Anyone with Facebook on their computer or device is allowing Russian Bots, employed by Russian hackers, to have full access to all of their financial and banking activities through a backdoor not monitored by internet security software. That should scare the shit out of people.

Well hell, how does the general public really know that isn't happening now, since Facebook doesn't care what is damaged through their site? Does Facebook allow Russian hackers to employ Bots on Facebook to hack an individual's financial information???

WyattKansas

(1,648 posts)
10. I have been away from the site, but to answer your question...
Tue Nov 5, 2019, 09:28 PM
Nov 2019

I only used simple logic that the same Russian hacker BOTS just might know something about hacking peoples financial info on personal computers, since they get such lavish advertising with Facebook. That is why I also asked the question of who really does know what the Russians have gained access to with the American People since Facebook is so eager to put Russian BOTS on their computers and devices with political ads... The same people that engineered and deployed the BOTS wouldn't be involved in internet financial crimes as well?

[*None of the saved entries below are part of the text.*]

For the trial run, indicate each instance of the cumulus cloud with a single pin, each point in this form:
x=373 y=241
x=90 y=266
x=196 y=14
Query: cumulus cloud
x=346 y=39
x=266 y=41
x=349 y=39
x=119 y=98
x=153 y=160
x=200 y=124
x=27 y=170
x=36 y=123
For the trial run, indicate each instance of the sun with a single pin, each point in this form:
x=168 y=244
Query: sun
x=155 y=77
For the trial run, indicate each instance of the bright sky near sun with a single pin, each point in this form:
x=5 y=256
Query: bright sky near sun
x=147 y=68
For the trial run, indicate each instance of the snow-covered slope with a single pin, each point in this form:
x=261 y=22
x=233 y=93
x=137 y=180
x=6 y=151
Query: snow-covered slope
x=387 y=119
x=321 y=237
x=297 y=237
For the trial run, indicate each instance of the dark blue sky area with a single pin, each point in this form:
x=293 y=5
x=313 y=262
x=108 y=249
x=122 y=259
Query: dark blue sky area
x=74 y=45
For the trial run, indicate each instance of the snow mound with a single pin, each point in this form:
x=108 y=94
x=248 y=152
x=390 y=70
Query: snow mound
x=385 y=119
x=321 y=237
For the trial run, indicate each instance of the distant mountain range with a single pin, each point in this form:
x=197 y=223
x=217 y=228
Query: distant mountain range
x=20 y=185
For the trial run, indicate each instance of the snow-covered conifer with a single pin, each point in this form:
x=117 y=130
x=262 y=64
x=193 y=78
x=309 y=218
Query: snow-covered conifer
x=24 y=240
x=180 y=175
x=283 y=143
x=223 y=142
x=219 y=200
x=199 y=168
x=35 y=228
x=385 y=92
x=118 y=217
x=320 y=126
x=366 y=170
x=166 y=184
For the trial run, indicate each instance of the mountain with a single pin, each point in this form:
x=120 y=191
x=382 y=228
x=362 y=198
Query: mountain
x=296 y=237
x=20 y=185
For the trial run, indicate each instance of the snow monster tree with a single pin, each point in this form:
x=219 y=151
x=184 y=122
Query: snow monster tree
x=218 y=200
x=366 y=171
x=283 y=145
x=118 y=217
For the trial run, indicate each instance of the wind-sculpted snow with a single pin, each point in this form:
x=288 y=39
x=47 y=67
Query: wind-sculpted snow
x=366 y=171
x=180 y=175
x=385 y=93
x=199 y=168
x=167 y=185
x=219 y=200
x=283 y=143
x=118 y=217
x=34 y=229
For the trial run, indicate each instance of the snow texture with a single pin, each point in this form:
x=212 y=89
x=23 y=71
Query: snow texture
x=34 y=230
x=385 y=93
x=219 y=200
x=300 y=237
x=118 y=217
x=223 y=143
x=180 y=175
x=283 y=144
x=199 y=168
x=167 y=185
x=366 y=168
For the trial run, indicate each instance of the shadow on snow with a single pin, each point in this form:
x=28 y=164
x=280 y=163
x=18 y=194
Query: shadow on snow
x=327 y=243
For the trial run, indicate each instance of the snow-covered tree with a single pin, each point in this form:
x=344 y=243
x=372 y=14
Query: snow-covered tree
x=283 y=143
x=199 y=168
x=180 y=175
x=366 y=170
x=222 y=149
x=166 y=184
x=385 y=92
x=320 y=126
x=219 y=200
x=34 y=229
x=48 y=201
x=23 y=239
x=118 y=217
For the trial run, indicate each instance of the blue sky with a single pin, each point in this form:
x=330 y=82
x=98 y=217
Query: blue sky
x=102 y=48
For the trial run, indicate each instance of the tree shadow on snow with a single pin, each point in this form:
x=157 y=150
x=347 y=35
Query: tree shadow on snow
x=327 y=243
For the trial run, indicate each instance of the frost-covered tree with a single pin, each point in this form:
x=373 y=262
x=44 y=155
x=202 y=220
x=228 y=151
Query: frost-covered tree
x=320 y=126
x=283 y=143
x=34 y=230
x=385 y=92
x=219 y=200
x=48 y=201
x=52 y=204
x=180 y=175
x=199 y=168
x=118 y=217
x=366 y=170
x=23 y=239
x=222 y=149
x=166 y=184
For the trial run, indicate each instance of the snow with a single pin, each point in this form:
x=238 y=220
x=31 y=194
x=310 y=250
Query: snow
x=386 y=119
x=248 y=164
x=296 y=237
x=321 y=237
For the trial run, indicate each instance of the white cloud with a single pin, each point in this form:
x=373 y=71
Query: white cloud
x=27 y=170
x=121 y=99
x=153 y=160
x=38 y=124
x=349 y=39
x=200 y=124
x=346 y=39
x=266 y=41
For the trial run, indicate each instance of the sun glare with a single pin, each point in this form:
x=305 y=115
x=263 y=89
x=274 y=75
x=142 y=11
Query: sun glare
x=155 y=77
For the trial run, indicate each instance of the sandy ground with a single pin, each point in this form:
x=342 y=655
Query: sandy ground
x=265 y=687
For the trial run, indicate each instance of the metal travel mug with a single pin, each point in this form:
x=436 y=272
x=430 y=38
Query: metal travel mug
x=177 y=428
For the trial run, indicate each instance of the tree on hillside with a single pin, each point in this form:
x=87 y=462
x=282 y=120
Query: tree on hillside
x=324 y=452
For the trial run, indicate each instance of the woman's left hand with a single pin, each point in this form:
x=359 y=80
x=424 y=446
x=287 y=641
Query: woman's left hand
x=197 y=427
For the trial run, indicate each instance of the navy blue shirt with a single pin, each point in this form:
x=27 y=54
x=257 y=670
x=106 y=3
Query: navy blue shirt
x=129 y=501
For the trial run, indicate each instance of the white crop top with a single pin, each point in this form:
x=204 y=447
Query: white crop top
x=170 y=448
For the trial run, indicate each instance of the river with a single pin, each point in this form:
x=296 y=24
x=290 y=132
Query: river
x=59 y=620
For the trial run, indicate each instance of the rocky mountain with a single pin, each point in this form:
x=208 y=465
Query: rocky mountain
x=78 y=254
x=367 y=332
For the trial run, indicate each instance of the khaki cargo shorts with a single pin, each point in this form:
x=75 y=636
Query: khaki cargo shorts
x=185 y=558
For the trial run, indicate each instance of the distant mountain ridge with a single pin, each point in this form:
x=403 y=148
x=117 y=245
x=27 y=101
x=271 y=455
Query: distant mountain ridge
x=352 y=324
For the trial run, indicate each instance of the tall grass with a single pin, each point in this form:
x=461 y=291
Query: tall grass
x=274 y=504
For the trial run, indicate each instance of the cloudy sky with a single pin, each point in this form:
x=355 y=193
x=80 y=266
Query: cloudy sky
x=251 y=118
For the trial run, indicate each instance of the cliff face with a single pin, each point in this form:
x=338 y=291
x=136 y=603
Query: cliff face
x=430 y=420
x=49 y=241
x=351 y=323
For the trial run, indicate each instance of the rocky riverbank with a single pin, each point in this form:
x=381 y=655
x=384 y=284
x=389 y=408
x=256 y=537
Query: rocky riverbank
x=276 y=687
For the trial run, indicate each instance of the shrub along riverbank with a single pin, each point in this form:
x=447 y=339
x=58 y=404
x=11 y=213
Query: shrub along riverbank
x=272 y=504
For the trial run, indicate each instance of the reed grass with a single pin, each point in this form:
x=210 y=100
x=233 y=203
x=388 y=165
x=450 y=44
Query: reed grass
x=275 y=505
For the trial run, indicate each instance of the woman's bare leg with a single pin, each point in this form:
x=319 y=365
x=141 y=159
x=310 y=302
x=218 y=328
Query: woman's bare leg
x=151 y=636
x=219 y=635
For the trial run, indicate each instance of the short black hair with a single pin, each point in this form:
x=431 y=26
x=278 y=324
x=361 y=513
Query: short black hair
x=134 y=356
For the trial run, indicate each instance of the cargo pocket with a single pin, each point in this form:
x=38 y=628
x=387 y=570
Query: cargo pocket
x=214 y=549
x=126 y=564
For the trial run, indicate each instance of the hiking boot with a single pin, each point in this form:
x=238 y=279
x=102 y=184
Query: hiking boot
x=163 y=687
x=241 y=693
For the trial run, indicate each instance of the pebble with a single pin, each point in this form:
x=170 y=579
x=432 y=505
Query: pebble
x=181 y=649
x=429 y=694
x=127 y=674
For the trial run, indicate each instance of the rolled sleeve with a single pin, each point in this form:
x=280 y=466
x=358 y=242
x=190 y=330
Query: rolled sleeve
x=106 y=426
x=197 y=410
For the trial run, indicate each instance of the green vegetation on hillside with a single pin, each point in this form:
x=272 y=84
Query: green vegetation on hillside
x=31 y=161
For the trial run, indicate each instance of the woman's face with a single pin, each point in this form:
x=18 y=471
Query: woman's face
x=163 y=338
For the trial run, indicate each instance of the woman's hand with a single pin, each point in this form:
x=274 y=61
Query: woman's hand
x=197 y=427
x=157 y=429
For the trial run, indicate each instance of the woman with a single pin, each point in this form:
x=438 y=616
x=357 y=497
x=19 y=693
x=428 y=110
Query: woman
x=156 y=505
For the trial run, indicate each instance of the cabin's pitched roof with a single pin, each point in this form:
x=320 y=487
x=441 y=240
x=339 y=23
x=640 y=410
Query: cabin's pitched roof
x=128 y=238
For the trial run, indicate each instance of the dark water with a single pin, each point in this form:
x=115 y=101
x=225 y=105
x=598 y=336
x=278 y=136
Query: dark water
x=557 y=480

It is not hard to see how it all plays out, since the same organization can do serious criminal activity over the internet at will, due to Corporations.

Midnight Writer

(21,768 posts)
3. The Parties are divided by personality imprints, not policies or politics.
Fri Oct 25, 2019, 05:13 PM
Oct 2019

There is the Me Me Me, win at all cost, own the Libs, I got mine screw everyone else mentality on the Right, as opposed to the let's work together, lift all boats, love the least of us, respect our world, play by the rules Left.

NRaleighLiberal

(60,015 posts)
4. indeed - I think of it as those who see the world as one - we are all in this together, and need
Fri Oct 25, 2019, 05:17 PM
Oct 2019

to look beyond ourselves and our time - and those who make it all about themselves and today - screw the future or anyone else.

Garrett78

(10,721 posts)
8. To be clear, Trump said he wouldn't lose a supporter if he murdered someone.
Fri Oct 25, 2019, 07:35 PM
Oct 2019

Which is, of course, likely true and a direct insult to his supporters. The DOJ and his lawyers have taken it a step further by saying he can't even be indicted or stopped by the police if he starts mowing people down. Madness, which sums up the GOP.

Anyway, those excerpts are spot-on. There's no compromising with liars, cheats and people out to destroy any and all democratic institutions.